The following are four example quiz questions and are intended for you to use to get practice for your quizzes. These questions come form the Fall 2018 CMSE401 midterm. Each one was intended to take about 20 minutes for students to complete. Your instructor plans to make the quizzes to be formated similar to one of these four problems.
After all of your questions have been answer (or if you run out of time instructors will enable you to download the quiz from the course D2L website.
Download the Quiz and get started. The quiz is designed to take approximately 20 minutes to complete (you will be given 30 Minutes).
The following instructions will be included at the top of your quiz. Make sure you read the instructions. They are included here to save you some time.
This is an open Internet quiz. Feel free to use anything on the Internet with one important exception...
- DO NOT communicate live with other people during the quiz (either verbally or on-line). The goal here is to find answers to problems as you would in the real world.
You will be given 20 minutes to complete this quiz. Use your time wisely.
HINTS:
- Neatness and grammar is important. We will ignore all notes or code we can not read or understand.
- Read the entire quiz from beginning to end before starting. Not all questions are equal in points vs. time so plan your time accordingly.
- Some of the information provided my be a distraction. Do not assume you need to understand everything written to answer the questions.
- Spaces for answers are provided. Delete the prompting text such as "Put your answer to the above question here" and replace it with your answer. Do not leave the prompting text with your answer.
- Do not assume that the answer must be in the same format of the cell provided. Feel free to change the cell formatting (e.g., markdown to code, and vice versa) or add additional cells as needed to provide your answer.
- When a question asks for an answer "in your own words" it is still okay to search the Internet for the answer as a reminder. However, we would like you to do more than cut and paste. Make the answer your own.
- If you get stuck, try not to leave an answer blank. It is better to include some notes or stub functions so we have an idea about your thinking process so we can give you partial credit.
- Always provid links to any references you find helpful.
- Feel free to delete the provided check marks (✅) as a way to keep track of which questions you have successfully completed.
Honor Code
I, agree to neither give nor receive any help on this quiz from other people. I also understand that providing answers to questions on this quiz to other students is also an academic misconduct violation as is live communication or receiving answers to questions on this quiz from other people. It is important to me to be a person of integrity and that means that ALL ANSWERS on this quiz are my answers.

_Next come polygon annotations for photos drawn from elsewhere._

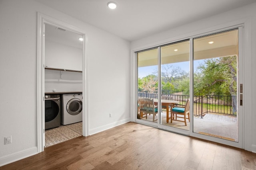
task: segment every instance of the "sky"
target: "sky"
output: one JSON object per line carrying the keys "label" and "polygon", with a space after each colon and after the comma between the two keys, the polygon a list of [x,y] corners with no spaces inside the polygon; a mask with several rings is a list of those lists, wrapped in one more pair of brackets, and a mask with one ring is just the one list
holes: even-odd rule
{"label": "sky", "polygon": [[[203,60],[194,60],[194,68],[196,68],[199,64],[202,63]],[[180,67],[182,70],[186,72],[189,72],[189,62],[185,61],[184,62],[176,63],[173,64],[169,64],[170,65],[174,65],[175,66]],[[164,64],[166,65],[166,64]],[[158,70],[158,66],[148,66],[145,67],[139,67],[138,69],[138,77],[142,78],[146,76],[152,74],[153,73],[156,72]]]}

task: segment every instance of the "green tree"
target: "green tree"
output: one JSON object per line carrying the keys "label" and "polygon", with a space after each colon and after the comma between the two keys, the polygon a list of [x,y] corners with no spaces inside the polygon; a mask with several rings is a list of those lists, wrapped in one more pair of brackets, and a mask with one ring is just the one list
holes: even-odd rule
{"label": "green tree", "polygon": [[235,95],[236,92],[236,57],[204,60],[194,74],[194,92],[220,93]]}
{"label": "green tree", "polygon": [[141,82],[138,81],[138,84],[139,82],[140,84],[140,87],[139,86],[139,89],[141,89],[141,91],[147,93],[157,93],[158,84],[156,76],[149,75],[142,78]]}

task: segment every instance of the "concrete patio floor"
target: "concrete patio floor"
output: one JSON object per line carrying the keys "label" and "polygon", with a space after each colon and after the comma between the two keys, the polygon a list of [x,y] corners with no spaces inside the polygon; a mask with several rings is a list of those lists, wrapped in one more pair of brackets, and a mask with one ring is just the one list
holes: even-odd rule
{"label": "concrete patio floor", "polygon": [[[166,121],[166,113],[162,114],[163,125],[175,128],[190,130],[190,122],[187,121],[187,126],[183,122],[173,121],[171,123]],[[158,119],[158,115],[156,116]],[[142,119],[152,121],[152,115],[148,115],[147,119]],[[159,119],[158,120],[159,120]],[[193,131],[196,133],[208,135],[232,141],[238,141],[238,125],[236,116],[208,113],[203,118],[194,117]]]}

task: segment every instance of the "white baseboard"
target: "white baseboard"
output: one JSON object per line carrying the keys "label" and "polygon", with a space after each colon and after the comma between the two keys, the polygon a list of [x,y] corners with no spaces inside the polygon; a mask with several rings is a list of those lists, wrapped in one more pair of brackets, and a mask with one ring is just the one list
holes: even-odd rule
{"label": "white baseboard", "polygon": [[119,126],[119,125],[124,124],[130,121],[130,118],[129,117],[128,118],[125,119],[124,119],[113,122],[108,125],[106,125],[100,127],[97,127],[92,129],[89,129],[89,135],[95,134],[95,133],[98,133],[99,132],[106,131],[106,130],[112,128],[112,127],[114,127],[117,126]]}
{"label": "white baseboard", "polygon": [[256,145],[252,145],[252,152],[256,153]]}
{"label": "white baseboard", "polygon": [[37,153],[38,153],[37,152],[37,147],[33,147],[33,148],[21,150],[8,155],[4,156],[0,158],[0,166],[27,158]]}

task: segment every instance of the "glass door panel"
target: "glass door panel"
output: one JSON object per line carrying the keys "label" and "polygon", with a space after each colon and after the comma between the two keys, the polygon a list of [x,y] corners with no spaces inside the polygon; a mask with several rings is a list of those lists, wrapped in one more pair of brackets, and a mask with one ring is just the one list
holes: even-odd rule
{"label": "glass door panel", "polygon": [[137,119],[157,123],[158,50],[137,53]]}
{"label": "glass door panel", "polygon": [[189,130],[189,105],[186,105],[190,95],[189,40],[160,50],[160,124]]}
{"label": "glass door panel", "polygon": [[193,44],[193,132],[238,142],[238,29]]}

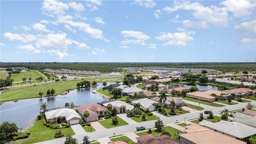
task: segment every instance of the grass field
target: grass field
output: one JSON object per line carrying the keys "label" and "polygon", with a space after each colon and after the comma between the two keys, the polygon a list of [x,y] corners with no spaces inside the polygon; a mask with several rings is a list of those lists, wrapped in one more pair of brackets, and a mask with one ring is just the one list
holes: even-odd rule
{"label": "grass field", "polygon": [[113,141],[116,141],[117,140],[123,141],[126,141],[126,142],[128,142],[128,143],[129,143],[129,144],[130,144],[130,143],[135,144],[136,143],[136,142],[134,142],[134,141],[133,141],[132,140],[129,139],[126,136],[122,136],[122,137],[120,137],[116,138],[110,139],[110,140]]}
{"label": "grass field", "polygon": [[118,119],[119,123],[116,126],[112,124],[112,118],[107,118],[104,121],[99,121],[99,123],[100,123],[103,126],[104,126],[104,127],[106,129],[128,125],[128,123],[126,122],[122,119],[119,117],[117,116],[116,117]]}
{"label": "grass field", "polygon": [[201,104],[204,104],[204,105],[208,105],[208,106],[212,106],[212,107],[221,107],[225,106],[223,105],[220,105],[220,104],[218,104],[218,103],[215,103],[210,102],[206,101],[199,100],[198,100],[198,99],[193,99],[193,98],[188,98],[188,97],[184,97],[184,98],[182,98],[182,99],[183,99],[185,100],[189,100],[189,101],[193,101],[193,102],[197,102],[198,103],[200,103]]}
{"label": "grass field", "polygon": [[[55,132],[57,130],[52,130],[47,127],[43,124],[43,120],[36,120],[34,125],[31,127],[31,137],[18,140],[14,143],[34,143],[43,141],[55,139]],[[65,128],[61,129],[65,137],[68,135],[74,135],[72,128]]]}
{"label": "grass field", "polygon": [[195,105],[191,105],[191,104],[189,104],[189,103],[185,103],[185,105],[188,107],[189,107],[189,108],[193,108],[193,109],[196,109],[196,110],[202,110],[204,109],[204,108],[203,107],[199,107],[199,106],[195,106]]}
{"label": "grass field", "polygon": [[[173,127],[172,127],[170,126],[165,126],[162,130],[162,131],[167,131],[167,132],[170,132],[171,133],[171,135],[172,136],[172,138],[173,138],[174,139],[178,139],[178,136],[175,135],[176,133],[182,132],[181,131],[178,130],[177,129],[174,129]],[[149,134],[147,133],[147,132],[148,132],[148,131],[146,131],[142,132],[137,133],[135,134],[137,135],[138,135],[138,136],[141,137],[141,136],[143,136],[143,135],[146,135]],[[161,132],[158,132],[156,131],[156,130],[153,130],[151,134],[153,134],[155,136],[160,136],[160,135],[161,135]]]}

✅ DO THIS: Include your name in the line below to acknowledge the above statement:
Put your name here.
This question is designed to test your general understanding of how to navigate in Linux/BASH on the HPCC. Complete the following instructions and answer each of the provided questions.
For the first step, log into the HPCC and pick a development node (doesn't matter which one). Add the following directory to front of your PATH:
/mnt/scratch/colbrydi/exam1
✅ Question 1.a: What command did you use to add the directory to the beginning of your existing path? HINT Copy and Paste your answer after logging out and back in to check your syntax and make sure it works.
In the directory you just added to your path is a program called omp-hello
. This is a fairly simple program (feel free to review the source code provided in the same directory). Run the code
✅ Question 1.b:: What development node are you on and how many threads did the program use?
Put the answer to the above question here
Write (or modify) a submission script to run the omp-hello
program on the HPCC. Have the script run on a single node with 10 Cores for 1 minute and 1gb of RAM.
HINT you will probably need to include the PATH command from Step 2.a in your submission script so your job will know where to find the command.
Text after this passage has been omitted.